On the morning of the 15th, Smith's Union forces discovered that much of their food had spoiled, leaving them with only one day's rations. Crossland's and Buford's forces led an attack on the Union left, but the main Union force was already in motion and formed a new battle line in the afternoon near Old Town Creek, north of Tupelo. Chalmers' and Buford's troops led by Forrest attacked the Union troops, but they were once again pushed back by superior numbers, and Forrest was wounded in the foot. The Confederates withdrew, and the Union troops continued northward towards Memphis.

==Aftermath==
The poorly-coordinated attacks of July 14th on the Union lines had been extremely costly, with the Confederates losing 1,310 killed, wounded, or missing out of the 3,500 total troops engaged, with the Union troops only suffering 674 casualties. However, Smith failed to press his advantage after the Confederate losses at Tupelo, leaving the Southern force battered but intact. After the war, General Lee reflected that a more skilled officer might have followed up the success at Tupelo with knockout blow to Forrest's corps, Instead, Smith returned north, facing no further attacks from the Confederates, and arrived safely back at La Grange, Tennessee on July 21.

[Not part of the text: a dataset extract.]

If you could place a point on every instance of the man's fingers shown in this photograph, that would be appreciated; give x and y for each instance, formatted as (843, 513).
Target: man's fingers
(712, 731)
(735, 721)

Smith had been explicitly tasked with destroying Forrest's cavalry corps, but he left this work unfinished. The Confederate forces had lost a significant number of men and experienced officers in the battle of July 14, but Forrest's cavalry maintained its ability to raid into Tennessee, hitting Memphis just one month later. The cavalry under Forrest would continue to fight in the Franklin–Nashville campaign later that year, and would ultimately surrender in May, 1865.